An invitation to move from being at
the Liturgy to being in the Liturgy

Imagine going to a wedding but not getting onto the floor and dancing (Photograph: Patrick Comerford)

Patrick Comerford

Sunday 9 July 2017,

The Fourth Sunday after Trinity,

9.30 a.m.:
Castletown Church, Pallaskenry, Co Limerick, Morning Prayer.

11.30 a.m.: Holy Trinity Church, Rathkeale, Co Limerick, Morning Prayer.

Readings: Genesis 24: 34-38, 42-49, 58-67; Psalm 45: 10-17; Romans 7: 15-25a; Matthew 11: 16-19, 25-30.

A reflection on today’s readings prepared by Patrick Comerford

Have you ever stayed up late, far too late, too late into the night, watching your favourite sport late at night on the television?

The World Cup qualifiers, the Lions tour of Zealand, late-night golf and tennis – they all offer gripping entertainment.

And even when the team we support or the player we identify with do not qualify, we keep on watching, waiting and hoping.

If this is you, then if you sit on the edge of your chair rather than resting back on a comfortable cushion, then you know the difference between being a spectator and being a participant.

You don’t have to fly any flags from your window, or have your face painted to still enter into the spirit of great sporting events.

And if Ireland qualifies later this year for the 2018 World Cup, then it’s all going to come around again next year.

Entering into the spirit of a game moves us from being mere spectators to feeling we truly are participants … that every shout and every roar is a passionate response, is true encouragement, is wish fulfilment … the more passion the more we not only hope but believe that our team is going to win.

When we go to baptisms, weddings and funerals, the attitude we go with makes a world of difference: do I go as a spectator or as a participant?

Imagine going to a funeral and failing to offer sympathy to those who are grieving and mourning.

Imagine going to a wedding reception, but not taking your place at the table, not cheering the bride and groom, not getting onto the floor and dancing.

Sometimes we can get a little too precious, a little too worried about sending out the wrong signals.

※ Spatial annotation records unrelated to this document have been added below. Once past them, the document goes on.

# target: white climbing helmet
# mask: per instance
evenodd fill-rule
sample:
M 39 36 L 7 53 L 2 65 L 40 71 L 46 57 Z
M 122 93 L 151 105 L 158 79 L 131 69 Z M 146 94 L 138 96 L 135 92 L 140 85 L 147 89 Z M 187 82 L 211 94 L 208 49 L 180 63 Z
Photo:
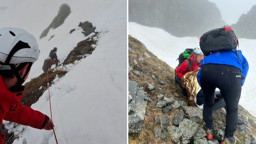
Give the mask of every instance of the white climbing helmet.
M 201 49 L 200 49 L 200 47 L 195 47 L 195 49 L 194 49 L 194 53 L 202 55 L 204 54 L 202 51 L 201 50 Z
M 20 28 L 0 29 L 0 70 L 11 70 L 9 64 L 34 62 L 40 51 L 35 37 Z

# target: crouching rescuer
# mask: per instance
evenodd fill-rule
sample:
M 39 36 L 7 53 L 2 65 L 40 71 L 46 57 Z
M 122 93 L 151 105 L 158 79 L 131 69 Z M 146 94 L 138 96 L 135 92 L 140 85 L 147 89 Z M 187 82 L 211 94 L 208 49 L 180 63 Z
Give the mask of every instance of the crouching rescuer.
M 50 130 L 54 125 L 47 115 L 20 102 L 23 84 L 39 56 L 35 38 L 16 28 L 0 29 L 0 122 L 3 119 L 38 129 Z M 0 144 L 5 136 L 0 127 Z

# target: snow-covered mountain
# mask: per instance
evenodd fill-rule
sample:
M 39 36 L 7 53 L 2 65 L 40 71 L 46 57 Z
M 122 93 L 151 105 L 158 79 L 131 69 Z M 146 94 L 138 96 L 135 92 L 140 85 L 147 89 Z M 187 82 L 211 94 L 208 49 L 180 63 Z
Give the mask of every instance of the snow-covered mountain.
M 64 23 L 39 39 L 63 4 L 70 6 L 71 13 Z M 100 33 L 92 54 L 70 64 L 65 76 L 56 76 L 50 88 L 59 144 L 126 142 L 126 0 L 1 0 L 0 28 L 22 28 L 39 44 L 40 56 L 26 82 L 43 72 L 43 60 L 54 47 L 58 48 L 63 62 L 78 42 L 94 34 L 85 37 L 80 22 L 91 23 Z M 31 107 L 50 116 L 48 95 L 45 91 Z M 56 143 L 52 131 L 23 126 L 14 130 L 19 138 L 13 144 Z
M 143 43 L 150 51 L 158 59 L 175 68 L 178 64 L 177 60 L 179 55 L 187 48 L 199 46 L 199 40 L 194 37 L 178 38 L 170 35 L 163 30 L 151 28 L 129 22 L 129 34 Z M 235 31 L 234 32 L 235 33 Z M 256 40 L 239 38 L 239 49 L 242 51 L 249 64 L 249 70 L 242 87 L 239 104 L 256 116 L 256 52 L 253 51 Z

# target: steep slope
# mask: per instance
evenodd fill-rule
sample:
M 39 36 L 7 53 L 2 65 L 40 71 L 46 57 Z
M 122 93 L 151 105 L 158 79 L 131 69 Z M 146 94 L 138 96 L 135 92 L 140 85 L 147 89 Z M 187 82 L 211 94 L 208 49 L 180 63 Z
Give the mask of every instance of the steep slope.
M 236 23 L 230 27 L 234 30 L 239 38 L 256 39 L 256 5 L 254 5 L 247 14 L 243 14 Z
M 187 98 L 175 83 L 173 68 L 141 42 L 130 36 L 128 38 L 129 91 L 133 93 L 130 83 L 137 83 L 137 93 L 142 91 L 146 95 L 143 100 L 147 102 L 143 113 L 136 108 L 140 95 L 129 97 L 129 143 L 207 143 L 202 110 L 188 106 Z M 133 124 L 135 119 L 132 116 L 136 113 L 143 117 L 141 128 Z M 239 114 L 241 121 L 235 133 L 237 144 L 256 143 L 256 118 L 240 106 Z M 223 136 L 226 110 L 217 110 L 213 116 L 215 132 L 211 142 L 218 144 Z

If we stand back, then like John the Baptist in this morning’s Gospel reading are we in danger of being reproached for being aloof from others (see Matthew 11: 18)? If we enjoy ourselves, then, like Jesus in this morning’s Gospel reading, are we going to be seen as too interested in eating and drinking (verse 19; cf Romans 7: 15-16)?

When we go to church on Sundays, we have to ask ourselves whether we are here as spectators or as participants.

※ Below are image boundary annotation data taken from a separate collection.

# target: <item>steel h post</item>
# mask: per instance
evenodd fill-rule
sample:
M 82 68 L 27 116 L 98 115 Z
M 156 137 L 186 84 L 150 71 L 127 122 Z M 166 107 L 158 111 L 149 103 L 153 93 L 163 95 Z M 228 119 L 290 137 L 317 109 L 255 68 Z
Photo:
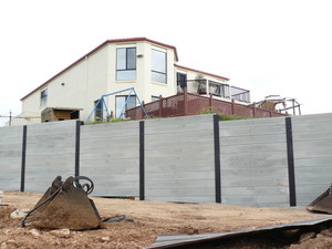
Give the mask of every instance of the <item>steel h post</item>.
M 163 96 L 159 95 L 159 117 L 163 117 Z
M 286 138 L 287 138 L 287 158 L 288 158 L 288 177 L 289 177 L 289 199 L 290 206 L 297 206 L 295 191 L 295 169 L 294 169 L 294 151 L 292 135 L 292 120 L 286 117 Z
M 21 160 L 21 191 L 24 191 L 25 187 L 25 157 L 27 157 L 27 133 L 28 126 L 23 126 L 23 138 L 22 138 L 22 160 Z
M 184 115 L 188 115 L 188 91 L 187 87 L 184 89 Z

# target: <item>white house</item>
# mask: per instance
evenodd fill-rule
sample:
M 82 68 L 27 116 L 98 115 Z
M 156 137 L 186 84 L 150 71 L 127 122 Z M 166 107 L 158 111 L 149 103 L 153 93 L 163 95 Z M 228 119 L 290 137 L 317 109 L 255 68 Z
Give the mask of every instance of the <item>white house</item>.
M 85 121 L 102 95 L 134 87 L 139 100 L 155 101 L 159 95 L 188 92 L 249 102 L 249 91 L 228 84 L 229 79 L 177 65 L 177 50 L 147 38 L 107 40 L 21 98 L 24 118 L 13 124 L 56 120 Z M 128 93 L 108 97 L 108 110 L 118 116 Z M 131 96 L 128 107 L 137 104 Z M 43 120 L 41 118 L 43 113 Z M 95 116 L 93 116 L 95 118 Z M 93 120 L 92 118 L 92 120 Z

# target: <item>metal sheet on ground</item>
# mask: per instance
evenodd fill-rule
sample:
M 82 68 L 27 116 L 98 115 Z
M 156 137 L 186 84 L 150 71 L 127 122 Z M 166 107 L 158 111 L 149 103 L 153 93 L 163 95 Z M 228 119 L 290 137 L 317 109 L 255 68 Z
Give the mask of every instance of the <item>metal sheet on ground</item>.
M 282 224 L 282 225 L 261 227 L 261 228 L 256 228 L 250 230 L 239 230 L 239 231 L 229 231 L 229 232 L 204 234 L 204 235 L 160 235 L 157 237 L 156 241 L 147 249 L 172 248 L 172 247 L 211 241 L 217 239 L 225 239 L 230 237 L 240 237 L 240 236 L 260 234 L 260 232 L 272 231 L 272 230 L 277 231 L 277 230 L 300 229 L 304 227 L 320 225 L 328 221 L 332 221 L 332 217 L 310 219 L 310 220 L 303 220 L 303 221 L 291 222 L 291 224 Z

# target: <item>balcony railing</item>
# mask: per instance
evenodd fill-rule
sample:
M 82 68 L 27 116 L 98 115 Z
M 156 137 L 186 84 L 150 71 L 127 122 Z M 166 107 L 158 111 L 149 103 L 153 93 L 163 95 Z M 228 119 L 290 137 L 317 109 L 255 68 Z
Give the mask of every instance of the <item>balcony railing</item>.
M 144 108 L 151 117 L 172 117 L 172 116 L 187 116 L 201 114 L 205 111 L 212 111 L 225 115 L 235 115 L 242 117 L 272 117 L 284 116 L 282 113 L 277 113 L 263 108 L 258 108 L 255 105 L 237 104 L 232 101 L 216 100 L 210 96 L 203 96 L 199 94 L 187 93 L 185 90 L 169 97 L 162 97 L 144 104 Z M 132 120 L 144 118 L 144 112 L 141 106 L 126 111 L 126 117 Z
M 243 90 L 229 84 L 201 79 L 178 81 L 178 93 L 183 93 L 184 89 L 188 89 L 188 93 L 200 95 L 214 95 L 222 98 L 234 98 L 240 102 L 250 103 L 250 91 Z

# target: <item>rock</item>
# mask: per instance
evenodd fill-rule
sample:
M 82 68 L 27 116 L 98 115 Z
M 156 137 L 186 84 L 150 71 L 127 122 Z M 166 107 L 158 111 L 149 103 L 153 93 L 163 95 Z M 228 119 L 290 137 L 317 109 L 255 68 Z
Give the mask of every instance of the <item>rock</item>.
M 315 232 L 314 231 L 309 231 L 309 232 L 305 232 L 305 234 L 301 235 L 299 242 L 301 243 L 303 241 L 307 241 L 307 240 L 313 239 L 313 238 L 315 238 Z
M 31 234 L 33 237 L 39 237 L 39 236 L 40 236 L 39 231 L 38 231 L 37 229 L 34 229 L 34 228 L 30 230 L 30 234 Z
M 15 243 L 15 241 L 13 239 L 9 239 L 6 242 L 8 242 L 8 243 Z
M 71 230 L 68 228 L 64 229 L 56 229 L 50 231 L 50 235 L 55 236 L 58 238 L 70 238 L 71 237 Z
M 13 212 L 10 214 L 10 218 L 12 219 L 22 219 L 27 216 L 27 214 L 30 211 L 28 208 L 17 209 Z

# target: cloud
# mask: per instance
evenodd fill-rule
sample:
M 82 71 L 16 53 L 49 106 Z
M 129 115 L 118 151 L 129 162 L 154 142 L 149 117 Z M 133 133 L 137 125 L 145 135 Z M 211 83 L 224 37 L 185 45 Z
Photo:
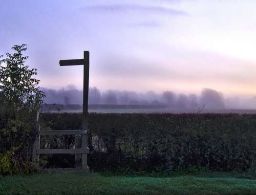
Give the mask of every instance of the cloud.
M 137 23 L 131 24 L 131 26 L 134 27 L 156 28 L 160 27 L 161 25 L 157 21 L 142 21 Z
M 161 6 L 148 6 L 138 5 L 95 5 L 85 7 L 82 10 L 103 12 L 124 12 L 139 11 L 149 12 L 155 13 L 162 13 L 174 15 L 187 15 L 187 13 L 181 10 L 167 8 Z

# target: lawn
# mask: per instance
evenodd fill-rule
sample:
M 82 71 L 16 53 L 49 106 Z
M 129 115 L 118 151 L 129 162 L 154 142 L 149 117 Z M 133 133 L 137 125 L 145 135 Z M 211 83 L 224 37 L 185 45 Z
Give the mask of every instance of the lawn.
M 256 194 L 256 180 L 52 172 L 2 178 L 0 194 Z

When we join in waves and chants at a football match, when join in the dance at weddings, when we sing the hymns and enter into the prayers in church on a Sunday, we are moving from being observers and spectators to being participants.

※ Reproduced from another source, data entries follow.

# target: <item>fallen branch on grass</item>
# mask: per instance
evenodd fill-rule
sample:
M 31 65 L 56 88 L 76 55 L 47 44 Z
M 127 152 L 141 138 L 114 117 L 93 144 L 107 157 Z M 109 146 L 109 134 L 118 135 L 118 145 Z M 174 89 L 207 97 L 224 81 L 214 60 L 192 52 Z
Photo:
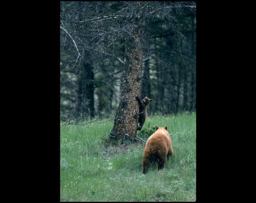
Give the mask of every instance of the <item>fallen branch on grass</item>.
M 108 119 L 107 120 L 105 121 L 103 121 L 103 122 L 98 122 L 98 123 L 104 123 L 105 122 L 107 122 L 107 121 L 109 121 L 110 120 L 112 120 L 113 119 L 114 119 L 114 118 L 110 118 L 110 119 Z
M 187 128 L 184 130 L 182 132 L 177 132 L 177 133 L 174 133 L 174 134 L 169 134 L 169 135 L 177 135 L 179 134 L 181 134 L 183 133 L 187 129 Z
M 142 138 L 137 137 L 137 138 L 133 138 L 133 139 L 134 140 L 136 140 L 142 141 L 142 142 L 146 142 L 146 141 L 145 141 L 144 140 L 143 140 L 143 139 L 142 139 Z

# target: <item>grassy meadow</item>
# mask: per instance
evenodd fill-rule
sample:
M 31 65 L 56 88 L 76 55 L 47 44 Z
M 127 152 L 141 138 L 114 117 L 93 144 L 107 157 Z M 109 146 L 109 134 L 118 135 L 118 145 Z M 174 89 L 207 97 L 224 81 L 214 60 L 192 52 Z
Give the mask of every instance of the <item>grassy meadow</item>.
M 153 164 L 145 175 L 144 142 L 106 142 L 113 120 L 61 125 L 60 201 L 195 201 L 196 117 L 184 113 L 147 118 L 139 137 L 146 140 L 156 124 L 167 125 L 170 134 L 181 134 L 171 136 L 174 154 L 164 169 Z

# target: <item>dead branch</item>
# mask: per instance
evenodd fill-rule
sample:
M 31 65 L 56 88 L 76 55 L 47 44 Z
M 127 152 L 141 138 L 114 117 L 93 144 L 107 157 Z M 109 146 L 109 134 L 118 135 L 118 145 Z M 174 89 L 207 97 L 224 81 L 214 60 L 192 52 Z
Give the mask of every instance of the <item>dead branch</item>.
M 187 129 L 187 128 L 186 128 L 185 130 L 184 130 L 183 132 L 177 132 L 177 133 L 175 133 L 174 134 L 169 134 L 169 135 L 177 135 L 178 134 L 182 134 Z
M 123 64 L 124 64 L 124 63 L 125 63 L 125 62 L 124 62 L 122 60 L 122 59 L 120 59 L 119 57 L 117 57 L 117 56 L 114 56 L 114 55 L 112 55 L 112 54 L 109 54 L 108 53 L 106 53 L 104 51 L 103 51 L 103 52 L 102 52 L 102 53 L 103 53 L 103 54 L 105 54 L 106 55 L 109 55 L 109 56 L 112 56 L 112 57 L 116 57 L 116 58 L 117 58 L 117 59 L 119 60 L 119 61 L 120 62 L 121 62 L 122 63 L 123 63 Z
M 138 140 L 138 141 L 142 141 L 142 142 L 146 142 L 146 141 L 145 141 L 144 140 L 143 140 L 143 139 L 142 139 L 142 138 L 133 138 L 133 139 L 134 140 Z
M 110 15 L 110 16 L 103 16 L 102 17 L 98 17 L 98 18 L 92 18 L 92 19 L 90 19 L 89 20 L 83 20 L 83 21 L 75 21 L 74 22 L 75 22 L 76 23 L 84 23 L 85 22 L 87 22 L 92 21 L 93 20 L 100 20 L 102 18 L 104 18 L 104 19 L 107 19 L 109 18 L 115 18 L 119 17 L 123 17 L 123 16 L 117 16 L 114 15 Z
M 72 40 L 72 41 L 73 41 L 73 43 L 74 43 L 74 44 L 75 45 L 75 48 L 77 49 L 77 52 L 78 52 L 78 56 L 77 56 L 77 60 L 75 61 L 75 64 L 77 63 L 77 59 L 78 59 L 78 58 L 79 58 L 79 57 L 81 56 L 81 58 L 83 59 L 83 56 L 82 56 L 82 55 L 80 53 L 80 52 L 79 52 L 79 50 L 78 50 L 78 48 L 77 48 L 77 44 L 75 43 L 75 40 L 74 40 L 74 39 L 72 37 L 72 36 L 71 36 L 71 35 L 69 33 L 69 32 L 66 29 L 63 28 L 61 26 L 60 26 L 60 28 L 62 29 L 62 30 L 63 30 L 65 32 L 66 32 L 69 35 L 69 36 L 71 39 Z
M 98 122 L 98 123 L 104 123 L 105 122 L 107 122 L 107 121 L 109 121 L 110 120 L 112 120 L 113 119 L 114 119 L 114 118 L 110 118 L 110 119 L 108 119 L 107 120 L 106 120 L 105 121 L 103 121 L 103 122 Z
M 169 135 L 177 135 L 178 134 L 180 134 L 179 132 L 177 132 L 177 133 L 174 133 L 174 134 L 169 134 Z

The great opportunity for this transformation is provided Sunday after Sunday, in the invitation to move from being at the Liturgy to being in the Liturgy.

There is very little detail about the actual wedding of Rebekah in our Old Testament reading this morning. But if you have been to the Middle East, or you have seen Fiddler on the Roof, you know that dancing at Jewish weddings is traditionally a male celebration.

At funerals in many Mediterranean countries, open mourning and weeping is sign not just of individual grief, but of public grief, and of the esteem the community holds for the person who has died.

These traditions were passed on through the generations – by children learning from adults, and by children teaching each other.

In this morning’s Gospel reading, we see how Christ has noticed this in the streets and the back alleys as he moves through the towns and cities.

He sees the children playing, the boys playing wedding dances, and the girls playing funeral wailing and mourning.

He notices the ways in which children can reproach each other for not joining in their playfulness:

We played the flute for you, and you did not dance;
we wailed, and you did not mourn.
(verse 17)

Even as he speaks there is playfulness in the way Jesus phrases his observation, there is humour in the way he uses words that rhyme for dance and mourn at the end of each line of the children’s taunts.

Perhaps he is repeating an everyday rebuke at the time for people who stand back from what others are doing.

The boys playing tin whistles and tin drums are learning to become adult men. The girls wailing and beating their breasts in mock weeping are learning to become adult women. Each group is growing into the roles and rituals that will be expected of them when they mature.

Like all good children’s games, the point is the game, not who wins.

When we refuse to take part in the game, in the ritual, we refuse to take part in the shaping of society, we are in danger of denying our shared culture, denying our shared humanity.

If I stand back detached, and remain a mere observer of the joys and sorrow in the lives of others, I am not sharing in their humanity.

And in not sharing in your humanity, I am failing to acknowledge that you too are made in the image and likeness of God.

But when we rejoice with people in their joys, and when we mourn with people in their sorrows, we are putting into practice what the doctrine of the Trinity teaches us about us being not only made in the image and likeness of God individually but communally and collectively too as humanity. Amen.

This reflection was prepared for Morning Prayer on Sunday 9 July 2017. (Revd Canon) Patrick Comerford is Priest-in-Charge, the Rathkeale and Kilnaughtin Group of Parishes.